Apenas vai trazer mais desenvolvimento, mais prosperidade, vai aproximar aos países. Tem que ser desenvolvido de uma forma coordenada, de acordo com as prioridades estabelecidas pelos dois países. Nós ao fazer a ligação Lisboa – Porto depois será feita Porto-Vigo e com a extenção do AVE a Galiza poderá ser feita a ligação à rede de alta velocidade espanhola. Também aproveitando a ligação da Beira Alta com a linha de AVE para Salamanca será fácil chegar a Madrid. Gostávamos igualmente de ter uma conexão ferroviária entre Huelva e Faro, algo que não está feito, para depois ser adaptada à alta velocidade. Ao fazer isto estaríamos a ligar o corredor Mediterrâneo com o Atlântico e seria muito positivo. Esta ideia foi também levantada na Cimeira, que correu muito bem, com um ambiente muito bom.

-Para quando poderemos ter a conexão da alta velociade entre os dois países?

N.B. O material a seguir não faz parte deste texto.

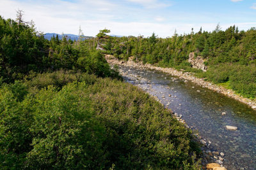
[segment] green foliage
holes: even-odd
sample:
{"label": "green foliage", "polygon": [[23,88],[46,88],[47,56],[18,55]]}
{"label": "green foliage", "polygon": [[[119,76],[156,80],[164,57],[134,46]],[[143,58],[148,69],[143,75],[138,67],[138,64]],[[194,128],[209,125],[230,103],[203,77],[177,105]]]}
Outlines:
{"label": "green foliage", "polygon": [[215,83],[228,82],[228,87],[246,97],[256,97],[256,66],[221,64],[211,66],[198,76]]}
{"label": "green foliage", "polygon": [[1,169],[199,168],[191,132],[116,80],[33,73],[3,85],[0,113]]}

Há um calendário para a aplicação dos planos de recuperação e temos consciência que temos que andar depressa para apresentar os planos , para ter o financiamento garantido. Vamos ver depois os calendários de implementação mas sei que há um grande empenho do lado português em avançar nestes projetos o mais rapidamente possível.

-Também está por resolver a suspensão do serviço Lusitania Expreso.

O Lusitania Expreso é uma questão entre a Renfe e a CP. A decisão da Renfe de suspender este serviço esteve acompanhada de outros serviços noturnos suspensos. Sei que estão a trabalhar para encontrar uma solução que fosse economicamente viável. É um comboio mítico

-O que vai acontecer agora?. Vai ser feita uma fiscalização para garantir o cumprimento do acordado na Cimeira?

Em Portugal já aprovamos a estratégia numa resolução em Conselho de Ministros e vamos agora aprovar um mecanismo de governação da estratégia para haver uma entidade responsável pela aplicação e da coordenação com o lado espanhol. Também para coordenar aos vários ministérios que vão participar na estratégia. E em Espanha estão a fazer o mesmo. Para Portugal são muito importante as comissões de coordenação regionais, os municípios e as associações de municípios. São todos os stakeholders desta estratégia, com eles vai ser feito o desenvolvimento em Portugal, e temos os canais de contacto com Espanha.

Além disso, na declaração conjunta da Cimeira da Guarda existe uma referência à criação de um órgão a nível político entre Portugal e Espanha para acompanhar a implementação das conclusões das Cimeiras. Queremos que se tornem realidade. Esse órgão está coordenado pelos ministérios de Negócios Estrangeiros dos dois países

-Quê papel vai ter o turismo na recuperação económica de Espanha e Portugal?

Olhando para as nossas economias o turismo tem um peso muito grande. Vamos ter que pensar, e podemos faze-lo em conjunto, como o turismo se pode adaptar a uma nova realidade. Não é ainda muito fácil mas sabemos que há uma procura de produtos turísticos diferente ao que estávamos habituados. As pessoas querem mais turismo de natureza, turismo de interior, cultural, em pequenos grupos, mais personalizados. Temos que ver como podemos adaptarmos sabendo que Espanha e Portugal, em conjunto, é o principal destino turístico na Europa e dos principais no mundo.